Prepare to hear of occurrences which are usually deemed marvellous. Were we
among the tamer scenes of nature I might fear to encounter your unbelief,
perhaps your ridicule; but many things will appear possible in these wild and
mysterious regions which would provoke the laughter of those unacquainted with
the ever-varied powers of nature; nor can I doubt but that my tale conveys in
its series internal evidence of the truth of the events of which it is
composed."
You may
easily imagine that I was much gratified by the offered communication, yet I
could not endure that he should renew his grief by a recital of his
misfortunes. I felt the greatest eagerness to hear the promised narrative,
partly from curiosity and partly from a strong desire to ameliorate his fate if
it were in my power.
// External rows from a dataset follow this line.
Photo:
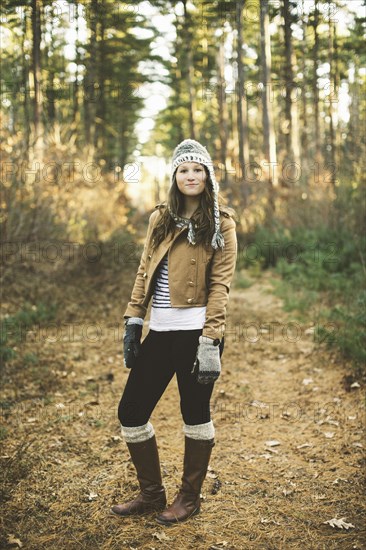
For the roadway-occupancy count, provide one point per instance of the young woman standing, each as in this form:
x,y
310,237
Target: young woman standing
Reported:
x,y
186,268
I expressed these feelings in my answer.
"I
thank you," he replied, "for your sympathy, but it is useless; my
fate is nearly fulfilled. I wait but for one event, and then I shall repose in
peace. I understand your feeling," continued he, perceiving that I wished
to interrupt him; "but you are mistaken, my friend, if thus you will allow
me to name you; nothing can alter my destiny; listen to my history, and you
will perceive how irrevocably it is determined."
He then
told me that he would commence his narrative the next day when I should be at
leisure. This promise drew from me the warmest thanks. I have resolved every
night, when I am not imperatively occupied by my duties, to record, as nearly
as possible in his own words, what he has related during the day. If I should
be engaged, I will at least make notes. This manuscript will doubtless afford
you the greatest pleasure; but to me, who know him, and who hear it from his
own lips—with what interest and sympathy shall I read it in some future day!
Even now, as I commence my task, his full-toned voice swells in my ears; his
lustrous eyes dwell on me with all their melancholy sweetness; I see his thin
hand raised in animation, while the lineaments of his face are irradiated by
the soul within.
Strange
and harrowing must be his story, frightful the storm which embraced the gallant
vessel on its course and wrecked it—thus!